My vision for technology includes prepared graduates, not simply graduates who master standards and who can take tests. ISTE’s Student Achievement Brief (2008) echoes this concern, and reminds schools that even though students can take standardized tests to demonstrate proficiency of skills, “student portfolios; papers and reports; presentations; and formative assessments that gauge critical thinking and problem-solving skills alongside math, reading, and science” are actually the mediums by which students can demonstrate mastery of skills. While skills-based learning does make schools competitive with each other, it does not provide evidence of the 21st century skills our graduates will need to work after 2020. Creativity, collaboration, communication and critical thinking must result from some other type of learning than skills-based tests. As referenced in Boser’s brief from The Center for American Progress (2013), economist Richard Murnane insists that “schools need to do a better job of providing students with ‘expert thinking’—the ability to solve new problems that cannot be solved by rules.” To this end, technology should be used to authenticate learning and challenge the limits of what we think is possible for students to create or solve with it.
References
Applied Educational Systems.(2019). The 4 C’s of 21st century skills. Retrieved from https://www.aeseducation.com/career-readiness/what-are-the-4-cs-of-21st-century-skills
Center for American Progress. (2013, June). Are schools getting a big enough bang for their education technology buck? Washington, D.C.:Ulrich Boser.
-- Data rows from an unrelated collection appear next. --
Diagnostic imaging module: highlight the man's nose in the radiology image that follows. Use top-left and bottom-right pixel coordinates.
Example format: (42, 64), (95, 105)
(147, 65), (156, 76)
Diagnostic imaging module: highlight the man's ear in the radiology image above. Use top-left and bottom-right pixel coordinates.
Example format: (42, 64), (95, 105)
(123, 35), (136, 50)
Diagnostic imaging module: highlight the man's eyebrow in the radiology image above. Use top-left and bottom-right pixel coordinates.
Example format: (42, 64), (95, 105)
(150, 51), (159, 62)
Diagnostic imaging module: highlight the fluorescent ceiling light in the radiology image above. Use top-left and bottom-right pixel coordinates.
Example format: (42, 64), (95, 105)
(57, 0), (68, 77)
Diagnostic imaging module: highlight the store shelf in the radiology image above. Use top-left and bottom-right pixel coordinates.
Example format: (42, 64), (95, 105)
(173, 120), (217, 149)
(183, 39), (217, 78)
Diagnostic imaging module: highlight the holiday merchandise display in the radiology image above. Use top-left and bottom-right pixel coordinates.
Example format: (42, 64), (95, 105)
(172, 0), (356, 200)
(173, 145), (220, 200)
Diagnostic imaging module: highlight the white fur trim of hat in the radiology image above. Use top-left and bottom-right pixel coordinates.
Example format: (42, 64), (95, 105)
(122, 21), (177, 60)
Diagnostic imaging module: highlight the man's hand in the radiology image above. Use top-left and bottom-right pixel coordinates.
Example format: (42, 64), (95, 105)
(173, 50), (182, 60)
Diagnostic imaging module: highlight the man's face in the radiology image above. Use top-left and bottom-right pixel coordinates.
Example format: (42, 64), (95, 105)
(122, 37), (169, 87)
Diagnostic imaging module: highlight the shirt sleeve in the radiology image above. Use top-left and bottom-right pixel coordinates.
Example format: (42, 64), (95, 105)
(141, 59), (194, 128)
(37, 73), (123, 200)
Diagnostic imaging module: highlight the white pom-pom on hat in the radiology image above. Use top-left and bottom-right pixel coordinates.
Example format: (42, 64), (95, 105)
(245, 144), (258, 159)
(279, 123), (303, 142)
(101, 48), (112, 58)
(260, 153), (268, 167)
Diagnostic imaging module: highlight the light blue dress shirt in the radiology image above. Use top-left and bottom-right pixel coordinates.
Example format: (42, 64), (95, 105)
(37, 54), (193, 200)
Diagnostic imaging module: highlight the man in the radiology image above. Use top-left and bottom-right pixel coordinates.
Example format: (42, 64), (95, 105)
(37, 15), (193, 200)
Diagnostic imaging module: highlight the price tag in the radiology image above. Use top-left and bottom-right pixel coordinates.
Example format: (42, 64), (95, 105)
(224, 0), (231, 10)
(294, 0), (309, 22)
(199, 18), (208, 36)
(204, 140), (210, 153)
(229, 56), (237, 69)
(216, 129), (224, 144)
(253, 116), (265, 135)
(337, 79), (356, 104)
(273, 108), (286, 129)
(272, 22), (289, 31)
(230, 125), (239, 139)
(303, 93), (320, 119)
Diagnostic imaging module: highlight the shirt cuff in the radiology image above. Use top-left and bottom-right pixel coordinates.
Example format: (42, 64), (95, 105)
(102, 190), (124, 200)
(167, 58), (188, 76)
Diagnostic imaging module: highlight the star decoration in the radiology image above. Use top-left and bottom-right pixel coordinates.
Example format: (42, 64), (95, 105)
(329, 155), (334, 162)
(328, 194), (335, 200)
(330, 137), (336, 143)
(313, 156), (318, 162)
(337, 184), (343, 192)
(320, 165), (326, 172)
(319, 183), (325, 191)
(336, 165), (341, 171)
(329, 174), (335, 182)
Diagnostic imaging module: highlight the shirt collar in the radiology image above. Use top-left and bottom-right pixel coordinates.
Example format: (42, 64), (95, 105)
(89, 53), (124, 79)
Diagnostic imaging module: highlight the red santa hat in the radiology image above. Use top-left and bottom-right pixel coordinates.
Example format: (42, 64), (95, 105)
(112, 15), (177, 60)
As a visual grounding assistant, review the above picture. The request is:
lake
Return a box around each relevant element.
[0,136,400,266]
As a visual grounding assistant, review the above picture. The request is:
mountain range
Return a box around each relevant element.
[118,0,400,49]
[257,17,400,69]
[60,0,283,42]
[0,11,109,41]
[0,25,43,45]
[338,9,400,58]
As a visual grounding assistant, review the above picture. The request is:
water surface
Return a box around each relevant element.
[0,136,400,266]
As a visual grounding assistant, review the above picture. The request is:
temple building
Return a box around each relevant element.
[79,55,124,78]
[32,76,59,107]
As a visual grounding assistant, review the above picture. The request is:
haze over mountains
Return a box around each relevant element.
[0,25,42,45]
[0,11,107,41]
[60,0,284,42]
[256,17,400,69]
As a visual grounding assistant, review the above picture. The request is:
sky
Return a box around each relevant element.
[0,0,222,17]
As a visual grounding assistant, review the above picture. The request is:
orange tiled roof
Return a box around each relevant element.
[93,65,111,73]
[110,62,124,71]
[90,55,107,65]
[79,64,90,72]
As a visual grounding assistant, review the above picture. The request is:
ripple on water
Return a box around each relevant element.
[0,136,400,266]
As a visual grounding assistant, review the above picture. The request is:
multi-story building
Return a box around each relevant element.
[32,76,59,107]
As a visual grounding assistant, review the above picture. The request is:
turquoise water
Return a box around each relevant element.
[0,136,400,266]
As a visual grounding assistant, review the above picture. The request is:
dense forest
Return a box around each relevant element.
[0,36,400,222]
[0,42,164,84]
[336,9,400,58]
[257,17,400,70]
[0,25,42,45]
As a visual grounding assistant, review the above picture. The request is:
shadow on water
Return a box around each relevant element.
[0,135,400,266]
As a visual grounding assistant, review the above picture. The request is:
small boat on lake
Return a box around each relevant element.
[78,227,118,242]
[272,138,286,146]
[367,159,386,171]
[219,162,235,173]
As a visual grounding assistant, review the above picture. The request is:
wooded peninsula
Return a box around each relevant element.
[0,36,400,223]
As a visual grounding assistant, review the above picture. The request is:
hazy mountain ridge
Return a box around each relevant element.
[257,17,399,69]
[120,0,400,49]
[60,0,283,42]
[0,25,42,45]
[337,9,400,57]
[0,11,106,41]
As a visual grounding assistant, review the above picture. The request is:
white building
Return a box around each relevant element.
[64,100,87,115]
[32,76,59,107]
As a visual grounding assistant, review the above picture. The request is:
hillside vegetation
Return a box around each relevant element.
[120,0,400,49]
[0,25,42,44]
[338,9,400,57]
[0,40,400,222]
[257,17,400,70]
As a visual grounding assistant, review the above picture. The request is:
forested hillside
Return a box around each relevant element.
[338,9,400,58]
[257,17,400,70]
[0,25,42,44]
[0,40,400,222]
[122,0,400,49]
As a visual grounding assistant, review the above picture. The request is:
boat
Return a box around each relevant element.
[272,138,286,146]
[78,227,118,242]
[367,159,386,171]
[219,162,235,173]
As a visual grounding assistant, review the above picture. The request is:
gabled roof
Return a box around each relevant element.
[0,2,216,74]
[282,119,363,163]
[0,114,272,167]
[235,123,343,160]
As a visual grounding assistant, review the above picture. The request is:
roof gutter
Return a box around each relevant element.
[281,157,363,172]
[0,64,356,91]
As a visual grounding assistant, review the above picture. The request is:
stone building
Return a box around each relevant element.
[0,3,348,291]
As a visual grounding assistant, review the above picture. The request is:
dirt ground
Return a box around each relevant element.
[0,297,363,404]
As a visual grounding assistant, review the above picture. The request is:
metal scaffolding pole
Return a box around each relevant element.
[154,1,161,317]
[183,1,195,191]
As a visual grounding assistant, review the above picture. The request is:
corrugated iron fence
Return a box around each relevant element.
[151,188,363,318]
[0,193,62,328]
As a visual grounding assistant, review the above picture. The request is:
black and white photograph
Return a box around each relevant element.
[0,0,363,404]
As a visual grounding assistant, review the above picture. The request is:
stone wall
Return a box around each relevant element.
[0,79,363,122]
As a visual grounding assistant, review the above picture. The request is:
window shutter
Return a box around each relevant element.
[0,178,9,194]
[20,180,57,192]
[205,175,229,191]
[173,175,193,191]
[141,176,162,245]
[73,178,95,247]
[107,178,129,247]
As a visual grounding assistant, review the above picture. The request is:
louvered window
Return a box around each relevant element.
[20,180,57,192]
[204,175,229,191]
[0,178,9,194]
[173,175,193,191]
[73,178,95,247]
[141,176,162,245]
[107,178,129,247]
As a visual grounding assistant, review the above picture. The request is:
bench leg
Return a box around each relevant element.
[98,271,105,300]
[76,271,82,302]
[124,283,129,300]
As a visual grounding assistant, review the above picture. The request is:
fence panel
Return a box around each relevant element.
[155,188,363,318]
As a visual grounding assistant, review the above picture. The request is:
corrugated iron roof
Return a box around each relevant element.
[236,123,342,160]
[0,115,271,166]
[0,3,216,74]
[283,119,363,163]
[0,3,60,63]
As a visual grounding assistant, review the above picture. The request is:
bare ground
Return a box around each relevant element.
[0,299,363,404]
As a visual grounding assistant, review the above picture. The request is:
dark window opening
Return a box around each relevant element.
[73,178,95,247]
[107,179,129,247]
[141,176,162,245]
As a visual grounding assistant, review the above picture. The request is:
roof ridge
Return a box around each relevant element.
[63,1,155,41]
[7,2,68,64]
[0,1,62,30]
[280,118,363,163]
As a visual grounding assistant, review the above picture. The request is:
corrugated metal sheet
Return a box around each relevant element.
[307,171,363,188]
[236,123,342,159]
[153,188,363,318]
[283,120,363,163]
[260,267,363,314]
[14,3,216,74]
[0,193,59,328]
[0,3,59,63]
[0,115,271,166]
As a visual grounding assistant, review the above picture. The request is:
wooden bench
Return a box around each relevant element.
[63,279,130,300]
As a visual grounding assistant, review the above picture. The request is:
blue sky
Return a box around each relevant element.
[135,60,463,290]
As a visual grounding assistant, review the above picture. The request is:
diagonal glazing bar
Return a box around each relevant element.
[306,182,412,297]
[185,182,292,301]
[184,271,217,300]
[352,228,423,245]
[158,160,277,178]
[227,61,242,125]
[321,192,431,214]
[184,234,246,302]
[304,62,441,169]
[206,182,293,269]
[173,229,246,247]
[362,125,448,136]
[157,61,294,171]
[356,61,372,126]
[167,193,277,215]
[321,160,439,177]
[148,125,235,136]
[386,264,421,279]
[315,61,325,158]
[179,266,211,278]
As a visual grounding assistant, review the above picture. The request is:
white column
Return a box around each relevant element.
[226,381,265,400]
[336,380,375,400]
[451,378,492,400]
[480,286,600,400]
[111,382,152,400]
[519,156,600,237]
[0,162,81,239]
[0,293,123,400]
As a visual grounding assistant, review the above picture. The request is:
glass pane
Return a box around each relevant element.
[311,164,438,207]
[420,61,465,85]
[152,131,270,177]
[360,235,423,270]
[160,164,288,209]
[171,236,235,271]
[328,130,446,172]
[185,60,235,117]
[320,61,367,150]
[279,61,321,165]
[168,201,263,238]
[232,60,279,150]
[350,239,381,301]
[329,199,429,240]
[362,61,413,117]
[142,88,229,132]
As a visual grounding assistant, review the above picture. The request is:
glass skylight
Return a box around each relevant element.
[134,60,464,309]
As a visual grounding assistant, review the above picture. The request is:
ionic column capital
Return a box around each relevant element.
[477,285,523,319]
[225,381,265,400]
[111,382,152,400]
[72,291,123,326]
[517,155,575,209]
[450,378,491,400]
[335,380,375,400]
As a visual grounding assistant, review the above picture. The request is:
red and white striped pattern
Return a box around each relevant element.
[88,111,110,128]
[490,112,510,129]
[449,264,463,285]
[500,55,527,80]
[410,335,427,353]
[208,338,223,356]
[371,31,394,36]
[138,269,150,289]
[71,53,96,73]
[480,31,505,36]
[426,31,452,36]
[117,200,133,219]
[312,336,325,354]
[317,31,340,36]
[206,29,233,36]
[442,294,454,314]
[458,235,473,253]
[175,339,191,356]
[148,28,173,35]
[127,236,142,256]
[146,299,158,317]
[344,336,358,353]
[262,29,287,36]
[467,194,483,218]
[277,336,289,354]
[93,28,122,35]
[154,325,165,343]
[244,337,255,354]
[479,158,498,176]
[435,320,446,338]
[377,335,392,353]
ISTE (2008). Student achievement brief.[pdf]. Retrieved from https://computerexplorers.com/Student-Achievement-Brief.pdf
Technology should be used in education to expand the possibilities of what might be created by our next generation of thinkers. Tomorrow’s problems demand critical thinking to analyze and solve problems, creativity to seek and propose novel ideas, collaboration to work together to achieve a common goal, and communication to let students convey their ideas in ways that honor their best thinking (AES, 2019). The 4 C’s of 21st Century skills remind us that this generation of students might be taught differently, that they might be inspired to use the technologies we have available to us to authenticate their learning experiences. Engaged, real-world learning ending in an authentic product grows skills faster and with greater transfer to novel situations. Therefore, to address the problems of tomorrow that we don’t even know we have yet with technologies that do not even exist yet, education needs to use technology as a tool which capitalizes on the thinking potential of our students.
My vision for technology includes prepared graduates, not simply graduates who master standards and who can take tests. ISTE’s Student Achievement Brief (2008) echoes this concern, and reminds schools that even though students can take standardized tests to demonstrate proficiency of skills, “student portfolios; papers and reports; presentations; and formative assessments that gauge critical thinking and problem-solving skills alongside math, reading, and science” are actually the mediums by which students can demonstrate mastery of skills. While skills-based learning does make schools competitive with each other, it does not provide evidence of the 21st century skills our graduates will need to work after 2020. Creativity, collaboration, communication and critical thinking must result from some other type of learning than skills-based tests. As referenced in Boser’s brief from The Center for American Progress (2013), economist Richard Murnane insists that “schools need to do a better job of providing students with ‘expert thinking’—the ability to solve new problems that cannot be solved by rules.” To this end, technology should be used to authenticate learning and challenge the limits of what we think is possible for students to create or solve with it.
References
Applied Educational Systems.(2019). The 4 C’s of 21st century skills. Retrieved from https://www.aeseducation.com/career-readiness/what-are-the-4-cs-of-21st-century-skills
Center for American Progress. (2013, June). Are schools getting a big enough bang for their education technology buck? Washington, D.C.:Ulrich Boser.